Manchmal wünsche ich mir, ich wäre eine Rabenmutter gewesen.
So eine, die ihren Kindern alles verbietet: Die Pokémon-Karten und die Diddl-Maus-Schreibblöcke, die geflochtenen Freundschaftsbändchen und die Polly-Pocket-Püppchen. Schenkte man den Kindern seinerzeit Glauben, dann hatten ALLE schon so etwas zu Hause. Es gebe KEINEN, der das nicht von seinen Eltern bekomme. "Nur wir kriegen NIE was!"
Also lagen die Karten und die Blöcke und Bändchen und letztlich auch die furchtbaren, kitschigen Polly-Pocket-Plastikdinger irgendwann auf dem Geburtstagstisch. Wenige Monate später lagen sie dann meistens nur noch herum.

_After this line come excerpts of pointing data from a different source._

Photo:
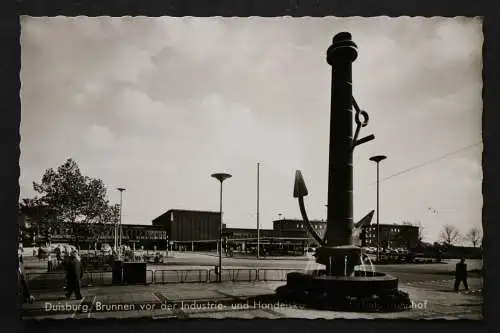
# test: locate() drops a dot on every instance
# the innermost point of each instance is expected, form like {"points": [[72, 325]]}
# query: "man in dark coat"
{"points": [[461, 275], [74, 274]]}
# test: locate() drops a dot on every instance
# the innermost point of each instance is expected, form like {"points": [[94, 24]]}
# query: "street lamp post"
{"points": [[121, 189], [377, 159], [220, 177]]}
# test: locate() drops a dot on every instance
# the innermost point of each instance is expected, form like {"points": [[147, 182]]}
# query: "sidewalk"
{"points": [[233, 300]]}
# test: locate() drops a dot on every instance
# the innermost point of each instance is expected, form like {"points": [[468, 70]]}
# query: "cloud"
{"points": [[158, 104]]}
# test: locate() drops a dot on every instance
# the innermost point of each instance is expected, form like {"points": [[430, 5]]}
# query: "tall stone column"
{"points": [[340, 56]]}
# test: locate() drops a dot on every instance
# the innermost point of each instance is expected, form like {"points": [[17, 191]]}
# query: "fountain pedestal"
{"points": [[339, 260]]}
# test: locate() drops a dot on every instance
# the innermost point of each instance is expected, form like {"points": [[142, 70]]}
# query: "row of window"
{"points": [[315, 226]]}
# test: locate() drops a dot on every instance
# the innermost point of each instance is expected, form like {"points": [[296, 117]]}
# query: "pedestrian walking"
{"points": [[74, 274], [461, 275], [24, 291]]}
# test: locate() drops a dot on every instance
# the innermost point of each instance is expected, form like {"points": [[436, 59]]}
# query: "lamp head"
{"points": [[221, 176], [299, 188], [378, 158]]}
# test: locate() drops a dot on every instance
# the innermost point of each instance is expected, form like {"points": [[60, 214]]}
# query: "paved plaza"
{"points": [[430, 287], [430, 300]]}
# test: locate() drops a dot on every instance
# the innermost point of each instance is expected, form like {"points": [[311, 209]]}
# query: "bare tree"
{"points": [[449, 235], [474, 236]]}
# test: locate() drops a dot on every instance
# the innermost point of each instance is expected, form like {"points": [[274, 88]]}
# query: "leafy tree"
{"points": [[474, 236], [449, 235], [66, 196]]}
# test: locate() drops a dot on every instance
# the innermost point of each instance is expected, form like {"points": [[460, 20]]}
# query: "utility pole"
{"points": [[258, 224], [121, 189]]}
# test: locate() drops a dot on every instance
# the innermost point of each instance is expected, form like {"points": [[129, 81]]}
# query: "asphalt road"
{"points": [[193, 267]]}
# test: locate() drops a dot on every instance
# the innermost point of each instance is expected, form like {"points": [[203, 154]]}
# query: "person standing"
{"points": [[74, 274], [461, 275]]}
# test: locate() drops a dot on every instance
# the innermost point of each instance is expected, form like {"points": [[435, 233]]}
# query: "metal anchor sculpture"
{"points": [[337, 242], [340, 285]]}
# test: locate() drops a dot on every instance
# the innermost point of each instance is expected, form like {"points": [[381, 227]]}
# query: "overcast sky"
{"points": [[159, 104]]}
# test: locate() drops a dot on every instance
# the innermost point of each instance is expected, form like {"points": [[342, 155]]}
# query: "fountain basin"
{"points": [[361, 292]]}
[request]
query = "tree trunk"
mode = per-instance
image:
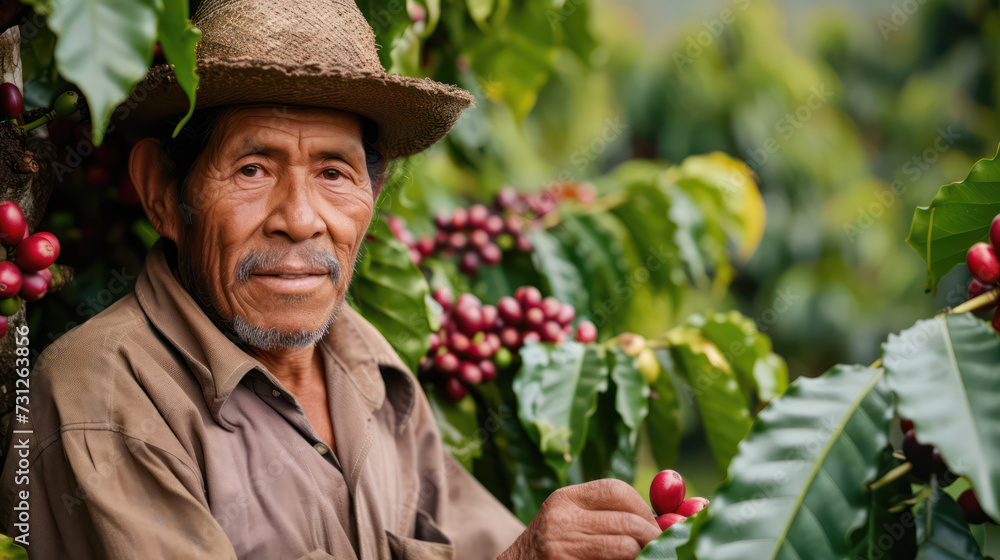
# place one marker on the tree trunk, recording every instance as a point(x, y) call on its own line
point(30, 189)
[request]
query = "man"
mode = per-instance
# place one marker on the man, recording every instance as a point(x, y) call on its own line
point(233, 406)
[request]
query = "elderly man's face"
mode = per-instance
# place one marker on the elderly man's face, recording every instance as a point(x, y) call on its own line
point(282, 201)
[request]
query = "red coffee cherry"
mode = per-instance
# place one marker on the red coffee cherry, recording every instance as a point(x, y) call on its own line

Wegwerfen war keine wirkliche Option, weil das Kinderherz ja doch noch dran hing, auch wenn mittlerweile Anderes interessanter war. Írgendwann wurden dann die Polly-Pocket-Püppchen verschenkt oder auf dem Flohmarkt verkauft, die Diddlmaus-Blöcke wurden als Einkaufszettel genutzt und die Pokémon-Karten, die längst nicht mehr vollständig waren und Eselsohren hatten, landeten in der blauen Tonne.
Schade drum. Auch ums Geld. Trotzdem: Ich war keine Rabenmutter und habe meinen Kindern diese Wünsche erfüllt. Und wenn ich jetzt, Jahre später, noch einmal vor der Entscheidung stünde: Ich würde es wieder tun.
Außer Window-Colour. Das käme mit nicht mehr ins Haus! Die Reste einer bunten Blume, die einst die Scheibe des Esszimmerfensters zierte, pappen dort immer noch und lassen sich auch mit scharfem Werkzeug und aggressiver Chemie nicht entfernen. Jedesmal, wenn ich Fenster putze, ärgere ich mich darüber.
Dann rücke ich sorgfältig das Töpfchen mit der blühenden Orchidee vor den Fleck. Und wünsche mir, wenigstens einmal eine Rabenmutter gewesen zu sein.